Famine Memorial in Dublin
ID 255062074 | Ireland © Piotr Koscielniak | Dreamstime.com


Famine Memorial in County Mayo of a Coffin Ship Emigrant Ship
ID 126979057 | Ireland © Debra Reschoff Ahearn | Dreamstime.com


By the end of the famine, most of the small farmers had disappeared. Landlords also lost their properties having seen their incomes fall during the famine and going bankrupt from empty rentals. Most of the estates were sold and the strong framer became the beneficiary of the famine--those farmers who acquired large acreages of land and added it to their holdings. These farmers converted from an agrarian to a grazing culture, raising sheep and cattle, and growing in prosperity. 

But not everyone prospered. Only sons could inherit property, and only the eldest son was eligible. Their siblings had to find work as laborers or become tenants of other landowners. Thus, though the system of landholding favored the wealthy class, it also unfairly rewarded some and not others. 

Women, in particular, were vulnerable. It had long been a tradition in Ireland for parents to arrange a marriage based on their ability to provide a dowry. If a woman came from a wealthy family, she could add to the other family's holdings and gain security for life. Some of these women chose to emigrate, unwilling to partake in a loveless marriage.

In addition, not all women were so fortunate as to enjoy the rewards of a wealthy family, and many of them emigrated with the hope of finding employment in the United States to earn a living. Most worked as domestics for a wealthy family. Some came with skills like tailoring and could make a considerable wage sewing clothes for those who could afford it. It was a lucky woman indeed who could also find a husband to marry.

The famine would have enduring results. As the nineteenth century drew to a close and the twentieth century began, the collective memories of those who had survived the famine affected the economic and political culture of Ireland and Irish-Americans. It would also play a contributing role in the anti-British sentiment that would lead to the Irish War of Independence, which began in January 1919 and ended on July 11, 1921. 

The Irish Free State was established on December 6, 1922, but on December 29, 1937, the constitutional name declared the nation to be known as "Ireland." The Republic of Ireland Act of 1948 described the nature of the state.

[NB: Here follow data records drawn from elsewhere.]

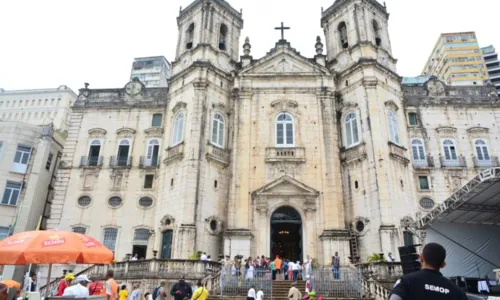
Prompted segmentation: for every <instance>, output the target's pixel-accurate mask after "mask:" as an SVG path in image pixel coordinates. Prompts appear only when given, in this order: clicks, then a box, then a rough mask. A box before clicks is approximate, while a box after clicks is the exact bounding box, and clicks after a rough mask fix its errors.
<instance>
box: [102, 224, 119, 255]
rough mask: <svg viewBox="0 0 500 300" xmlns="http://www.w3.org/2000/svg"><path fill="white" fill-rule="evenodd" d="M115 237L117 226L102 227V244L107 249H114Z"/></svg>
mask: <svg viewBox="0 0 500 300" xmlns="http://www.w3.org/2000/svg"><path fill="white" fill-rule="evenodd" d="M117 237H118V229H117V228H104V238H103V241H102V244H103V245H104V246H106V247H108V249H109V250H111V251H115V247H116V238H117Z"/></svg>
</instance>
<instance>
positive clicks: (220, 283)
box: [220, 268, 273, 296]
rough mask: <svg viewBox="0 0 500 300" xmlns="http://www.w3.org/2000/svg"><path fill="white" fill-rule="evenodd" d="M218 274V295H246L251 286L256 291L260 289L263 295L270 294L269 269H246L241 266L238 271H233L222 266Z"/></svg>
mask: <svg viewBox="0 0 500 300" xmlns="http://www.w3.org/2000/svg"><path fill="white" fill-rule="evenodd" d="M220 276H221V277H220V295H224V296H246V295H247V293H248V290H249V289H250V287H252V286H254V287H255V291H256V292H257V291H258V290H259V289H260V290H262V292H264V295H272V289H273V287H272V280H271V270H265V269H257V270H253V271H248V270H244V268H242V270H240V271H237V270H236V271H235V270H231V269H228V268H223V269H222V270H221V275H220Z"/></svg>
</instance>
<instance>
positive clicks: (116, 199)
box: [108, 196, 122, 207]
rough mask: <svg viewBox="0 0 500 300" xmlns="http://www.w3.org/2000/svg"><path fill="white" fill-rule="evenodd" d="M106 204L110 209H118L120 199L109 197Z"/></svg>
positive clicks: (121, 203)
mask: <svg viewBox="0 0 500 300" xmlns="http://www.w3.org/2000/svg"><path fill="white" fill-rule="evenodd" d="M108 204H109V206H111V207H119V206H120V205H122V198H120V197H118V196H114V197H111V198H109V200H108Z"/></svg>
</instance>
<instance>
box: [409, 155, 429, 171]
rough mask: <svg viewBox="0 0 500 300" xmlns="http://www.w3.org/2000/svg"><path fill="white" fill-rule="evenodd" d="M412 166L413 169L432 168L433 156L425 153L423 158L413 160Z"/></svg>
mask: <svg viewBox="0 0 500 300" xmlns="http://www.w3.org/2000/svg"><path fill="white" fill-rule="evenodd" d="M413 167H414V168H415V169H428V168H434V157H432V156H431V155H427V157H426V158H425V159H418V160H413Z"/></svg>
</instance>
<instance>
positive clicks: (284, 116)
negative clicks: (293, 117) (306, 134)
mask: <svg viewBox="0 0 500 300" xmlns="http://www.w3.org/2000/svg"><path fill="white" fill-rule="evenodd" d="M294 127H295V126H294V122H293V117H292V115H290V114H288V113H282V114H279V115H278V117H277V118H276V146H277V147H294V146H295V140H294V139H295V138H294V137H295V133H294V131H295V128H294Z"/></svg>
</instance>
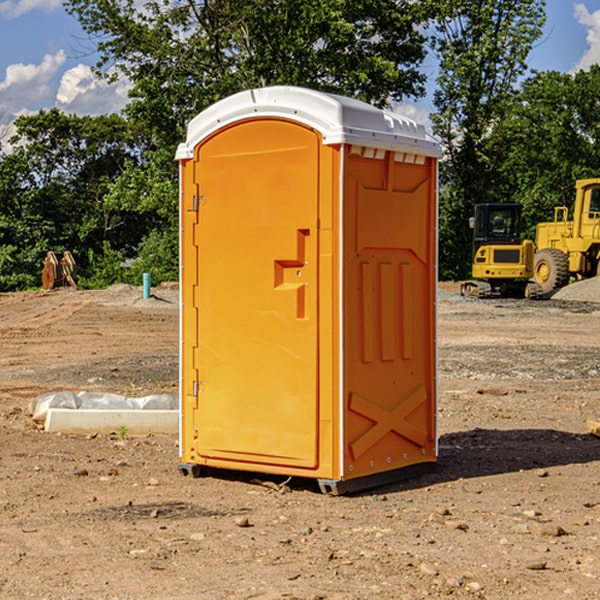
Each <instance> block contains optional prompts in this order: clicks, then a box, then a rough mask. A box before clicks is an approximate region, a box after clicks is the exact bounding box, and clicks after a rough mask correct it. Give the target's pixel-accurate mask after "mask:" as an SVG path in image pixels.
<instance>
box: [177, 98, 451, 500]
mask: <svg viewBox="0 0 600 600" xmlns="http://www.w3.org/2000/svg"><path fill="white" fill-rule="evenodd" d="M407 134H408V135H407ZM409 156H410V157H418V158H416V159H415V158H412V159H411V158H407V157H409ZM438 156H439V146H438V145H437V144H436V143H435V142H433V141H432V140H430V139H429V138H428V136H427V135H426V134H425V132H424V131H423V129H422V128H420V127H418V126H416V124H414V123H412V122H411V121H409V120H406V119H404V118H401V117H399V116H398V115H392V114H391V113H387V112H384V111H381V110H379V109H376V108H374V107H371V106H369V105H367V104H365V103H362V102H358V101H356V100H351V99H348V98H343V97H339V96H334V95H330V94H324V93H321V92H316V91H313V90H307V89H303V88H294V87H272V88H262V89H255V90H249V91H246V92H242V93H240V94H236V95H234V96H232V97H230V98H226V99H225V100H222V101H220V102H218V103H217V104H215V105H213V106H212V107H210V108H209V109H207V110H206V111H204V112H203V113H201V114H200V115H198V117H196V118H195V119H194V120H192V121H191V123H190V125H189V127H188V136H187V140H186V142H185V143H184V144H182V145H180V147H179V149H178V153H177V158H178V159H179V161H180V172H181V211H180V212H181V269H182V270H181V287H182V311H181V430H180V431H181V435H180V438H181V439H180V446H181V465H180V469H181V470H182V472H184V473H187V472H190V471H191V472H193V473H194V474H196V473H197V472H198V471H199V469H200V468H201V467H202V466H209V467H216V468H229V469H241V470H250V471H259V472H267V473H279V474H282V475H294V476H301V477H314V478H317V479H319V480H322V481H323V482H324V483H323V485H324V486H325V488H327V489H331V490H332V491H340V490H341V489H342V487H343V486H341V485H340V484H341V482H343V481H346V480H353V479H357V480H360V481H356V482H355V487H359V486H360V485H361V482H362V483H366V482H368V481H371V480H370V479H365V478H366V477H371V476H377V474H380V473H382V472H389V471H395V470H397V469H399V468H401V467H406V466H408V465H410V464H413V463H415V462H417V463H423V462H433V461H435V454H436V452H435V449H432V446H435V430H434V429H435V428H434V427H433V426H432V425H431V423H432V422H434V415H433V411H434V410H435V396H436V391H435V359H434V356H435V347H434V344H435V340H434V337H435V331H434V328H435V325H434V322H435V318H434V304H435V295H433V297H432V291H431V289H432V285H433V288H435V280H436V273H435V244H436V239H435V225H436V223H435V213H436V202H435V194H436V190H435V181H436V175H437V170H436V169H437V165H436V159H437V157H438ZM399 157H401V158H400V159H399ZM411 160H412V162H413V163H414V165H413V166H415V167H416V168H414V169H412V170H411V169H405V168H403V167H406V166H407V165H408V164H409V162H410V161H411ZM371 163H373V164H371ZM404 171H406V173H405V174H404V175H403V174H402V173H403V172H404ZM394 186H396V187H398V186H400V187H402V189H404V188H407V189H406V190H405V191H403V192H400V195H398V193H397V192H396V191H395V189H396V188H395V187H394ZM415 190H416V191H415ZM390 194H391V195H392V196H393V198H392V199H391V200H390V198H391V196H390ZM415 194H416V195H415ZM385 198H388V199H387V200H386V199H385ZM419 207H420V208H419ZM363 212H364V214H363ZM371 212H373V214H371ZM397 229H399V230H400V231H401V232H405V233H406V240H405V241H404V242H403V244H404V245H403V247H402V248H401V249H400V251H399V252H396V253H394V252H395V250H397V246H398V234H397V231H396V230H397ZM421 229H423V231H422V232H420V230H421ZM381 240H383V241H381ZM407 244H410V246H407ZM359 245H360V246H361V248H362V249H361V250H360V251H358V252H357V248H358V246H359ZM365 253H366V254H365ZM409 273H410V275H409ZM413 284H414V285H415V286H416V287H414V288H413V287H410V286H412V285H413ZM365 286H366V287H365ZM370 286H376V288H377V291H375V292H373V293H371V292H370V291H368V290H367V288H369V289H370ZM412 294H420V296H419V297H418V298H415V300H414V301H410V299H408V300H406V297H407V296H411V295H412ZM433 294H434V292H433ZM423 296H425V298H424V299H425V300H426V306H425V308H424V309H422V312H423V311H424V313H423V316H419V317H418V318H417V319H416V320H415V315H414V314H412V313H411V311H413V310H415V309H416V308H417V306H418V305H419V304H420V303H421V301H422V300H423ZM373 302H374V303H375V304H372V303H373ZM369 303H371V304H369ZM398 307H400V310H401V311H404V312H403V313H402V314H401V315H397V314H396V312H395V311H396V309H398ZM419 322H420V323H422V325H421V326H419V324H418V323H419ZM388 327H389V328H392V329H393V330H394V331H393V332H390V333H389V334H387V333H385V331H387V329H388ZM403 328H404V329H403ZM382 331H383V337H381V332H382ZM421 334H424V339H423V340H421V339H420V337H419V336H420V335H421ZM373 344H376V345H377V347H378V348H379V349H377V350H376V349H375V347H374V346H373ZM369 353H375V354H369ZM432 357H433V358H432ZM415 359H416V360H415ZM417 362H418V363H419V364H420V366H419V367H415V364H416V363H417ZM380 363H385V364H384V365H383V367H381V368H380V367H378V366H376V368H374V369H373V365H379V364H380ZM369 365H370V366H369ZM380 376H383V378H384V379H385V380H386V381H388V382H393V383H389V385H390V386H392V388H393V390H392V391H393V399H390V398H391V396H390V389H388V388H386V386H385V385H382V384H381V383H377V384H376V385H375V388H376V389H377V393H372V386H371V384H369V382H368V381H367V380H369V379H370V378H372V377H375V378H379V377H380ZM425 380H426V381H425ZM361 382H362V383H361ZM388 387H389V386H388ZM398 388H402V389H403V390H404V391H403V393H401V394H398ZM404 388H406V389H404ZM408 388H410V389H408ZM423 394H424V395H425V400H424V401H422V402H420V403H419V402H418V400H419V399H421V400H422V396H423ZM382 396H383V400H382V398H381V397H382ZM404 401H406V404H405V407H404V408H403V409H402V410H400V409H396V408H393V407H390V406H388V404H390V402H391V403H392V404H394V403H397V402H404ZM378 403H379V408H378V409H377V408H375V407H376V406H377V405H378ZM386 415H387V416H386ZM409 416H410V418H407V417H409ZM401 417H402V418H401ZM411 419H412V421H411ZM415 419H416V420H415ZM391 420H394V423H392V424H390V423H391ZM387 421H390V423H388V422H387ZM402 424H403V425H402ZM388 425H389V427H388ZM401 425H402V427H401ZM402 428H404V430H405V431H404V433H400V432H398V431H397V430H398V429H402ZM416 430H419V433H416ZM377 432H379V434H380V437H381V438H386V440H385V442H384V446H385V448H383V450H382V449H381V448H379V450H377V453H378V454H380V453H381V452H382V451H383V453H384V454H385V455H386V457H385V458H384V459H383V460H382V461H381V460H380V458H379V457H378V458H377V459H376V462H377V465H376V466H374V459H373V458H371V456H372V452H373V447H377V446H378V445H379V446H381V443H380V442H381V440H378V439H376V437H377ZM388 434H389V435H388ZM390 436H391V437H390ZM387 438H390V439H387ZM398 438H402V439H404V440H405V441H406V440H408V442H407V443H408V444H409V446H410V447H411V449H412V447H413V446H415V445H416V446H418V449H417V451H416V459H414V458H413V457H411V458H410V459H409V460H407V459H402V457H401V456H400V455H396V452H391V451H390V450H389V448H388V446H389V445H390V444H391V445H392V446H397V445H398V444H397V442H398ZM425 438H427V440H425ZM425 446H427V447H428V450H427V456H424V455H423V454H422V451H423V448H424V447H425ZM398 447H402V445H400V446H398ZM403 454H404V455H406V454H407V453H406V452H404V453H403ZM392 455H393V456H394V458H393V460H392V459H390V460H388V459H389V458H390V456H392ZM386 461H387V462H386ZM363 463H364V464H363Z"/></svg>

Weaving history and faith into stories of intrigue and redemption grew out of Donna's love of travel, history, and literature as a young adult while attending the United World College of the Atlantic--an international college in Wales, U.K. She enjoys developing plots that show how God's love abounds even in the profoundly difficult circumstances of our lives. Her stories reflect the hunger in all of us for love, belonging, and forgiveness.

Donna was a communications professional before writing full-time. Her short stories and articles have appeared in inspirational publications. She has two indie-published romantic suspense novels, Light Out of Darkness and Undaunted Valor, in her Waldensian Series. Her Gilded Age historical romance, A Song of Deliverance, will be released by Scrivenings Press in December 2024.

Donna and her husband of forty years participate in ministry at their local church in Colorado. The love spending time with their grandchildren and bike, kayak, and travel whenever possible.






1 comment:

  1. Thank you for posting today. I've always loved to hear of Ireland, though it's not part of my ancestral heritage.